Well as the comment in the script says as well as the RFC3442 itself: "If the DHCP server returns both a Classless Static Routes option and a Router option, the DHCP client MUST ignore the Router option." But the script was setting new_routers="" only if there is a default route included in the "classless static routes" option. So I just moved that part outside of the if [ "${target}" = "0" ] construct. This I meant to be ignored if deemed necessary. I don't know can there be a way when the dhcp client receives something in the |router" option but the "classless static routes" option doesn't include it as a route. Anyway RFC is quite specific with using *MUST*.
dhcp-4.3.3-1.fc23 has been submitted as an update to Fedora 23. https://bodhi.fedoraproject.org/updates/FEDORA-2015-15078
dhcp-4.3.3-1.fc23 has been pushed to the Fedora 23 testing repository. If problems still persist, please make note of it in this bug report.\nIf you want to test the update, you can install it with \n su -c 'yum --enablerepo=updates-testing update dhcp'. You can provide feedback for this update here: https://bodhi.fedoraproject.org/updates/FEDORA-2015-15078
dhcp-4.3.3-1.fc23 has been pushed to the Fedora 23 stable repository. If problems still persist, please make note of it in this bug report.
Jacob, Jiri, I can't help but notice that by putting the 'new_routers=""' line within the for loop, it will always reset the 'new_routers' value even if it has ALREADY been set from the classless_static_routes option.

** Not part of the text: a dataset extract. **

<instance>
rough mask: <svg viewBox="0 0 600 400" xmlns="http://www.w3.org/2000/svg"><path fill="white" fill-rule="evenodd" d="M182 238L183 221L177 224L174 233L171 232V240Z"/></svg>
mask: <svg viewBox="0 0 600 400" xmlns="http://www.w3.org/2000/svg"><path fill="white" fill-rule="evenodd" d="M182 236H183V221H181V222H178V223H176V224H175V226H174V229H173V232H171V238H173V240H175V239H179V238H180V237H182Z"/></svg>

This is not a problem if the default route is the last one in the list. This does appear to be the case in the DHCP server that I'm using, but looking at the RFC spec I don't see anything that requires the default route to be last. So unless, I'm missing something the 'new_routers=""' line should be moved to a separate if statement before the for loop OR just deleted and go back to the slightly not fully RFC compliant behavior of accepting the routers options for the default route if not default route is specified in the classless_static_routes options. Thanks!
Created attachment 1080160 [details] Fix for gateway not in the end of rfc3442 routes list Hi, You are right of course. I tried to come with least intrusive patch as possible and apparently I screwed it up for cases like you are describing ... Will this patch fix this problem? ( I am not in the office and haven't tested it yet )
dhcp-4.3.3-5.fc23 has been submitted as an update to Fedora 23. https://bodhi.fedoraproject.org/updates/FEDORA-2015-c623227339
dhcp-4.3.3-5.fc23 has been pushed to the Fedora 23 testing repository. If problems still persist, please make note of it in this bug report. If you want to test the update, you can install it with $ su -c 'dnf --enablerepo=updates-testing update dhcp' You can provide feedback for this update here: https://bodhi.fedoraproject.org/updates/FEDORA-2015-c623227339
dhcp-4.3.3-5.fc23 has been pushed to the Fedora 23 stable repository. If problems still persist, please make note of it in this bug report.